Отварив картошку, они толкли ее прямо в миске с молоком, после чего несли холодно-горячее пюре, картинно воткнув в него большую деревянную ложку. Глотавшие слюну, они сдерживались, и лишь однажды Мари вдруг сказала: нет, мол, сил терпеть голод более, а бабка Наталья строго ее отчитала за недостойную слабость: грассируя, она выдавала пассаж за пассажем, и Мари уже кивала, признавая вину, и каясь, и роняя слезки.
Однако к обеду второго дня старухи стали иссякать: отвлекая друг друга, они стали вспоминать ту и эту войну, ту и эту разруху. Как бы соревнуясь, они рылись во времени, легко и без натуги отыскивая памятные тяжкие дни там или здесь в долгой своей жизни: им было что вспомнить. «Помнишь ли, как в детстве на Орловщине...» — «Нет, — вдруг оборвала бабка Наталья, — а те дни мы вспоминать не будем. Это сведется к разговору о еде и о твоем любимом малиновом варенье. Я запрещаю тебе!» — «Наташа!» Глаза у Мари заблестели, сухонькие, бесцветные глаза. «Не будем», — сказала бабка Наталья.
Мари, обессиленная, легла на лавку, она всхлипывала: «Но почему не вспоминать?.. Мне так хочется вспоминать!»
А маленький Ключарев лежал на печке. Он мало что понимал, но понимал же он, что старухи хотят есть. Закрывший глаза, он старался заснуть, круто поворачиваясь то на левый, то на правый бок.
Мари забылась сном на лавке, а бабка Наталья сидела и вязала, когда он, заснуть не сумевший, слез с печки и вяло подошел к ней. «Бабушка...» — позвал он ее, желая что-то спросить, и тут же забыл — что, так как она, швырнув на лавку вязанье, прижала его с неожиданной силой к себе. «Да, бабушка с тобой, — она повторила, — да, твоя бабушка...» Ему было приятно и мягко у нее на груди, запах бабушкиных духов был остр и нежен, он чуть ли не мурлыкал, когда она сказала: «Сносишь костюмчик и забудешь бабушку, да?» — он стал уверять, что нет: обилием своей любви бабка делала из него младенца трех лет, а он, в свое время любви недополучивший, подыгрывал. Она сказала: «Мне жить недолго, вот и стараюсь, глупая, чтобы в памяти от меня что-то осталось, — прости меня, старую».

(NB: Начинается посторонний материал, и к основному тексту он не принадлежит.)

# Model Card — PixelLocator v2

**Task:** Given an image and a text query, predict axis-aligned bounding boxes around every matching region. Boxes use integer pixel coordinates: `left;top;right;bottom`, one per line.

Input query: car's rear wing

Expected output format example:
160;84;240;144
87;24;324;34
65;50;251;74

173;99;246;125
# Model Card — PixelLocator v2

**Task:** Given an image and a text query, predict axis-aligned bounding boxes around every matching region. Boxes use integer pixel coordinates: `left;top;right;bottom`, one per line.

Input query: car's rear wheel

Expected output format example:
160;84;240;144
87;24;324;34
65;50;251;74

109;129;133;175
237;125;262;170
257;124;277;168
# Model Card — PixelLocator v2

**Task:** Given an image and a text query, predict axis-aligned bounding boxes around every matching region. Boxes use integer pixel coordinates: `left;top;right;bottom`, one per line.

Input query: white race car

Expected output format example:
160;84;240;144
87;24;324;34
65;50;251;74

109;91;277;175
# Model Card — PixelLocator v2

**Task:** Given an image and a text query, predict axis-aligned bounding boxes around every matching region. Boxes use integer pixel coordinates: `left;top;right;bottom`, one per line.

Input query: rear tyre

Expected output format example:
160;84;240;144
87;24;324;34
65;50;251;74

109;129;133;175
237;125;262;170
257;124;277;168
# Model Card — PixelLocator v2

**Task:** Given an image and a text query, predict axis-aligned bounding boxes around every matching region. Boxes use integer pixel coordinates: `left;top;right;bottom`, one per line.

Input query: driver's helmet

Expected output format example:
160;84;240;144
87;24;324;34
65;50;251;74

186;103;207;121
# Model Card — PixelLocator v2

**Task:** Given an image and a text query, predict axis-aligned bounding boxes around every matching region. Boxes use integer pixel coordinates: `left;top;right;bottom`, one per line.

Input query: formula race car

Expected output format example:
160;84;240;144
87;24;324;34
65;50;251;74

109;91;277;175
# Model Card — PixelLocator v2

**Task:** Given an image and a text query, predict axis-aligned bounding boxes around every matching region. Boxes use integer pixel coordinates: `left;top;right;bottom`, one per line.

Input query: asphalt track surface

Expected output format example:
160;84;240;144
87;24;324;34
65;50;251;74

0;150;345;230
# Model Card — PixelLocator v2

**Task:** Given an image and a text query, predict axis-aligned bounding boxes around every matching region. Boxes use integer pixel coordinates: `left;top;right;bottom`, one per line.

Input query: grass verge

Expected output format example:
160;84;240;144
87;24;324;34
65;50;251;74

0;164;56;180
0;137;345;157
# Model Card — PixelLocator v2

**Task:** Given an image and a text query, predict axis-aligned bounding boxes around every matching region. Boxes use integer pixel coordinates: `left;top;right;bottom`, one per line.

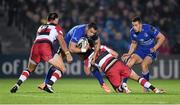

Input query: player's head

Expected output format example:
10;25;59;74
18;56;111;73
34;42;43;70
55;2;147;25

47;13;59;24
132;16;142;32
86;23;98;37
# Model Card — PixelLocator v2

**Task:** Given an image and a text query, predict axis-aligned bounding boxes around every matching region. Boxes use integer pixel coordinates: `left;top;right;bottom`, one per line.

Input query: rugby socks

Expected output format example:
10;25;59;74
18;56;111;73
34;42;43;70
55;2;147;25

17;70;30;86
92;68;104;86
44;66;56;84
47;69;63;86
142;71;149;81
123;78;128;83
138;78;155;91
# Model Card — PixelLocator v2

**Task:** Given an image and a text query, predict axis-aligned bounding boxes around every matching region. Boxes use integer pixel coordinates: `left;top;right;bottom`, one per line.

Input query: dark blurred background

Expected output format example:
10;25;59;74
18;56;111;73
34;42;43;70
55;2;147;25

0;0;180;79
0;0;180;55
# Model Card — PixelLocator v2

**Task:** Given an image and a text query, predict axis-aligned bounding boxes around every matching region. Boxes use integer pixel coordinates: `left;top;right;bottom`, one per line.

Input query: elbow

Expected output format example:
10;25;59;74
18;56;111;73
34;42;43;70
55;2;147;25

69;47;74;53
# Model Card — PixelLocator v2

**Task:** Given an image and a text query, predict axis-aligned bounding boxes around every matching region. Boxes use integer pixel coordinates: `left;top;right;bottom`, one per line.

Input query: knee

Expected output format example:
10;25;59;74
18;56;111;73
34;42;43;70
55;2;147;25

57;65;66;72
126;56;136;68
141;63;148;71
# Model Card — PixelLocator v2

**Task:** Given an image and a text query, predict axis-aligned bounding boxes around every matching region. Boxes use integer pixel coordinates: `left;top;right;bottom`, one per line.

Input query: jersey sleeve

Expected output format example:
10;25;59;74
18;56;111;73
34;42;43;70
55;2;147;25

71;29;81;43
149;26;159;38
55;25;63;36
130;32;136;41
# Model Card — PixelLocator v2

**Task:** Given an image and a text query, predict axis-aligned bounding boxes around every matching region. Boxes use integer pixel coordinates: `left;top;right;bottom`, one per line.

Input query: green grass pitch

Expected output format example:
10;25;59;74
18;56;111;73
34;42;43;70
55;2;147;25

0;78;180;104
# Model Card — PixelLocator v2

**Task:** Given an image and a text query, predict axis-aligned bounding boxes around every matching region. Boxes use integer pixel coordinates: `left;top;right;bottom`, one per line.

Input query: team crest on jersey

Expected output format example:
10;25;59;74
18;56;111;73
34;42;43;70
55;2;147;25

144;33;148;37
140;39;144;42
133;34;137;37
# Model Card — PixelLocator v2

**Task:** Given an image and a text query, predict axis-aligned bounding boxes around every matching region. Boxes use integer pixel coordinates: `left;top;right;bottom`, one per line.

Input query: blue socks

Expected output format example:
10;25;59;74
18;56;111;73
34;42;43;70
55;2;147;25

44;66;104;85
123;78;128;83
91;68;104;85
142;71;149;81
44;66;56;84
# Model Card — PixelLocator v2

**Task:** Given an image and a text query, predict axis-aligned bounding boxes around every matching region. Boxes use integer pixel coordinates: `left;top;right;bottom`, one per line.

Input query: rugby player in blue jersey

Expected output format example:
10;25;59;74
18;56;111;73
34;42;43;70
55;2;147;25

122;17;165;92
38;23;111;93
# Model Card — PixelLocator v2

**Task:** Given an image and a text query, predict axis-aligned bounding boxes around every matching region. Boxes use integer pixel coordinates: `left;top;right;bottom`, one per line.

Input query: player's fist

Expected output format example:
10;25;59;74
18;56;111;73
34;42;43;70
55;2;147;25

65;51;73;63
121;53;131;62
150;48;156;53
81;43;89;53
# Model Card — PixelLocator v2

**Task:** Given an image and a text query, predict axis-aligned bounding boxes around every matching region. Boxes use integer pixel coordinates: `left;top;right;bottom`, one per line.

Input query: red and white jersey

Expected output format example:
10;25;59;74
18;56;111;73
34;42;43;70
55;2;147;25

84;45;117;72
35;24;63;43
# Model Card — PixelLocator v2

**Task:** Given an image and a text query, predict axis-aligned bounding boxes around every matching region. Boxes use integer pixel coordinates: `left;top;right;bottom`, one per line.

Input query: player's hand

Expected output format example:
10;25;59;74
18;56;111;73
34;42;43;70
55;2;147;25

81;43;89;53
150;48;156;53
121;53;131;62
91;54;96;65
65;51;73;63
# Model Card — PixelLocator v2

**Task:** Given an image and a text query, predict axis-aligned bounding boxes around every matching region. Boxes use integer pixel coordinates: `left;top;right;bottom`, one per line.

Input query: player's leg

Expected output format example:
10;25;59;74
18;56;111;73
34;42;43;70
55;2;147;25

82;54;111;93
38;66;56;90
129;70;165;93
44;54;66;93
91;67;111;93
10;61;37;93
122;53;142;91
141;56;152;92
10;44;41;93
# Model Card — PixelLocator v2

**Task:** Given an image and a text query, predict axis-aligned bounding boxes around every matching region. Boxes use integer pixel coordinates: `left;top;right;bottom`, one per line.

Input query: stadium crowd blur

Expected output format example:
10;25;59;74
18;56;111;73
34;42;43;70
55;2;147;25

0;0;180;55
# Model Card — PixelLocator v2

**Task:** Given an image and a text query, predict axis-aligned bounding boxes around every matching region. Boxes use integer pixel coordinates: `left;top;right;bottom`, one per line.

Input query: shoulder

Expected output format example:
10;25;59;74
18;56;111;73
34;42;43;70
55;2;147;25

55;25;63;35
55;25;62;31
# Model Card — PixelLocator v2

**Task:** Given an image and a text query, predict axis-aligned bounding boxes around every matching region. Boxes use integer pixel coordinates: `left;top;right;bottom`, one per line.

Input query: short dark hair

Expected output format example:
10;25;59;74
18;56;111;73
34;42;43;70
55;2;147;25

47;12;58;21
88;22;98;30
131;16;142;23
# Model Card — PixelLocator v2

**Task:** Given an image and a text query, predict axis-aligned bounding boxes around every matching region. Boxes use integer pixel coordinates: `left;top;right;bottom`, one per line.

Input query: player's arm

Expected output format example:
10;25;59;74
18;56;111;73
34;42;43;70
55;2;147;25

102;45;119;58
151;32;166;52
121;40;137;62
57;35;73;63
84;57;92;75
127;40;137;55
92;37;101;64
110;49;119;58
69;41;81;53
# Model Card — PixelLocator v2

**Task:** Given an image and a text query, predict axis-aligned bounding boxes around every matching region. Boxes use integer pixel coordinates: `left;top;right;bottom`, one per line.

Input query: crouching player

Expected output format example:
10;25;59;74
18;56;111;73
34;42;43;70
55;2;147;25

84;46;165;93
39;23;111;93
10;13;73;93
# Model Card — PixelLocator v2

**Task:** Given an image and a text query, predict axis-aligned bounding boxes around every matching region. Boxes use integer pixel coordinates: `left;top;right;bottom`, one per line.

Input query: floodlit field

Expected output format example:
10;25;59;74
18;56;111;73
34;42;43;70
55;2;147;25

0;78;180;104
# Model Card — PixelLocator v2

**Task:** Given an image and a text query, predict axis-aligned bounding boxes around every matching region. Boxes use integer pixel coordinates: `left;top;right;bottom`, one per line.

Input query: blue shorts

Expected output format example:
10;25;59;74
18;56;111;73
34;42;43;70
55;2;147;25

134;50;157;60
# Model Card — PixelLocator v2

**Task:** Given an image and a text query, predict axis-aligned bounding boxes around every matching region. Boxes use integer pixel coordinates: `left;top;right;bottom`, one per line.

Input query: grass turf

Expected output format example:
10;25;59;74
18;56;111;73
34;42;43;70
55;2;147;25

0;78;180;104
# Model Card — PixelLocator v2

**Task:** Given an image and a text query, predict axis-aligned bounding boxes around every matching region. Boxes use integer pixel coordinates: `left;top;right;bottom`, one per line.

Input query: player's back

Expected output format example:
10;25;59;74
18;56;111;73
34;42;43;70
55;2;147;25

65;24;87;45
130;24;159;51
35;24;63;43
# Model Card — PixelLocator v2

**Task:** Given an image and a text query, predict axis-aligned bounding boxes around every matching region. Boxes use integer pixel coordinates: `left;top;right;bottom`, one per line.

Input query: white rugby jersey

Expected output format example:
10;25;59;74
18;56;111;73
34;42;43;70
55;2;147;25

35;24;63;43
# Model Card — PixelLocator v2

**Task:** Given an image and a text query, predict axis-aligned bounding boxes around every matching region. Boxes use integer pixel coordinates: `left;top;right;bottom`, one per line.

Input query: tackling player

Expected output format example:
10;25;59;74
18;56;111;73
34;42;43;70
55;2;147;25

84;46;165;93
122;17;165;92
10;13;72;93
38;23;111;93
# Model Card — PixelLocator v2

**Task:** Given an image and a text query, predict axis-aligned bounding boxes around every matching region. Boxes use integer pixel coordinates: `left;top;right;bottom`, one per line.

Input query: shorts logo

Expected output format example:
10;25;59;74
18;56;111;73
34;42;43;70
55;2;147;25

133;34;137;37
140;39;144;42
144;33;148;37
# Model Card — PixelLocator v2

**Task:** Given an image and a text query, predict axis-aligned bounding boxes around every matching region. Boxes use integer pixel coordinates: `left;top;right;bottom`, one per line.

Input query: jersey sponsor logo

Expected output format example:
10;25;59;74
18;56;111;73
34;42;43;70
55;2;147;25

133;34;137;38
144;33;148;37
140;39;154;45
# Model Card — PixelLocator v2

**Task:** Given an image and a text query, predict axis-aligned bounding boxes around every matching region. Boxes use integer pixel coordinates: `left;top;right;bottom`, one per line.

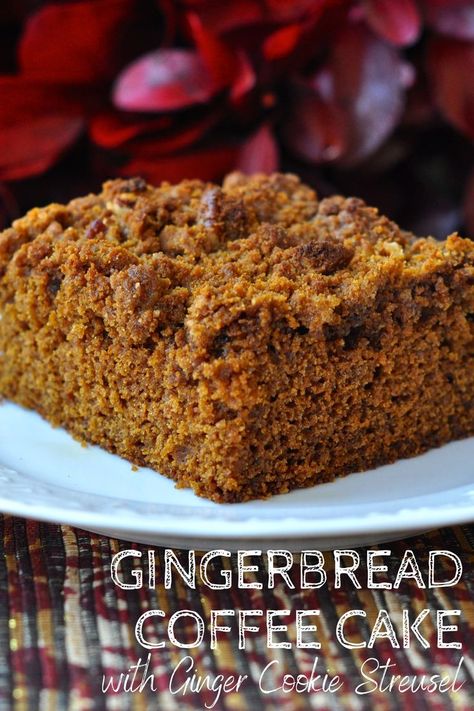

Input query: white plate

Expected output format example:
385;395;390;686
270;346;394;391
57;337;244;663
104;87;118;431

0;403;474;550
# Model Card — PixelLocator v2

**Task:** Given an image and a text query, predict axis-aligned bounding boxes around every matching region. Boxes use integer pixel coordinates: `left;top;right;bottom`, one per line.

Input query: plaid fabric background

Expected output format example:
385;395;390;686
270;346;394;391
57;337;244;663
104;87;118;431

0;516;474;711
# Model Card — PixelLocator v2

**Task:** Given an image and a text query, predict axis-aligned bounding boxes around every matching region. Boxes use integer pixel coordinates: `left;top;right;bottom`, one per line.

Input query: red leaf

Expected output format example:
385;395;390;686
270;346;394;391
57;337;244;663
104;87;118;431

284;92;346;163
364;0;421;46
230;52;257;103
114;49;219;111
188;13;238;88
0;77;83;180
95;113;219;153
19;0;134;84
265;0;328;22
425;0;474;40
328;26;406;163
464;171;474;239
263;25;301;60
428;38;474;140
237;124;279;175
179;0;263;35
120;143;238;184
89;112;173;148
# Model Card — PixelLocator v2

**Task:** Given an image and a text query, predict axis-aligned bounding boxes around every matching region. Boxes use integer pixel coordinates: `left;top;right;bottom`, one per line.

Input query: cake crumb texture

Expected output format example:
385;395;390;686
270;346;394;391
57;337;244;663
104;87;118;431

0;173;474;502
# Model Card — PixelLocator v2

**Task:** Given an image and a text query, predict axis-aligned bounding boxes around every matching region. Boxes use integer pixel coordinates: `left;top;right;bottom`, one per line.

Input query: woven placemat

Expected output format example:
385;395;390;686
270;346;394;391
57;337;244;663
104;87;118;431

0;516;474;711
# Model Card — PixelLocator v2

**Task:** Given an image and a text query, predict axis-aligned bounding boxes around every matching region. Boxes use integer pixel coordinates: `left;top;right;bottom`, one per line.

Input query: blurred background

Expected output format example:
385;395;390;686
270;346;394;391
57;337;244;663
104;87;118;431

0;0;474;237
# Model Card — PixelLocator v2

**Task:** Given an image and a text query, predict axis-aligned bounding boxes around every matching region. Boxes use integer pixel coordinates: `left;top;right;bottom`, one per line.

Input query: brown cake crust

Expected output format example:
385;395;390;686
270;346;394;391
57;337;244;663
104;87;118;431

0;174;474;501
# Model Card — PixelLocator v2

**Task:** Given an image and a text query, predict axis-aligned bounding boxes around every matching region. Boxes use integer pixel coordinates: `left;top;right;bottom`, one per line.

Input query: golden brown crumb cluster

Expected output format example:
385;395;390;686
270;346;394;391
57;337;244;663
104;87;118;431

0;174;474;501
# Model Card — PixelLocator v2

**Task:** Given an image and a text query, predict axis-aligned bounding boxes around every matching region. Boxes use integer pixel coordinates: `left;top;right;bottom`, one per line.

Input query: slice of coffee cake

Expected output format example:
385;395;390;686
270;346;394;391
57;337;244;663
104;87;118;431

0;174;474;501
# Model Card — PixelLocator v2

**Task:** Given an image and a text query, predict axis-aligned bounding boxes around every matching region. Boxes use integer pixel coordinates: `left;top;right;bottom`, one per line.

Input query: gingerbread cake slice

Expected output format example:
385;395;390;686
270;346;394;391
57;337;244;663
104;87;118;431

0;174;474;502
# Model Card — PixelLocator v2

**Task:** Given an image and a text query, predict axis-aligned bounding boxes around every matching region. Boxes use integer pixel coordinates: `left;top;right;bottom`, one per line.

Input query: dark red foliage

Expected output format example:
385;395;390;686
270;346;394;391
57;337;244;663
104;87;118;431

Он (лукавый) вроде бы не понимал, из чего она так бьется, однако же понимал: сердце его уже тогда (и, забегая вперед, можно сказать, — надолго) было отдано бабке Матрене; взрослый Ключарев, когда бы и кто бы ни произнес слово бабушка, представлял себе деревеньку, и огород, и речушку, и именно бабку Матрену с ее черными, как бы пороховыми, солдатскими морщинами на лице и на шее; взрослый, он не раздваивался в образе, и нет сомнения, что в ту минуту детства голубая бабушка, вероятно, уже предчувствовала его выбор и знала итог тем особенным знанием, какое дается в старости. Она даже и смирилась с его выбором, — быть может, потому, что считала, что любить бабку Матрену (удерживать ее и в голове и в сердце) мальчику и нужнее, и правильнее, и современнее, и безопаснее в смысле развития — тоже. Она еще и подсмеялась немного в ту давнюю минуту, прижимая и целуя его: «Смешная бабка Наталья, хочет остаться в памяти, да?»
Был ужин, то есть для маленького Ключарева ужин, для них же очередное голодание с видом на еду. Мари уже постанывала. Бабка Наталья зажгла керосиновую лампу — она принесла из погреба молоко, разогрела его, затем взялась за картошку, а Мари, постанывая, лежала на лавке: не поднималась, чтобы не видеть.
Подступала новая ночь (Матрена еще не вернулась) — июньские ночи стали прохладны, и мальчик подолгу лежал на теплой печи, слушая, как мучаются старухи. Говорила Мари, она нет-нет и капала слезами — мы, мол, только что отголодали такую войну!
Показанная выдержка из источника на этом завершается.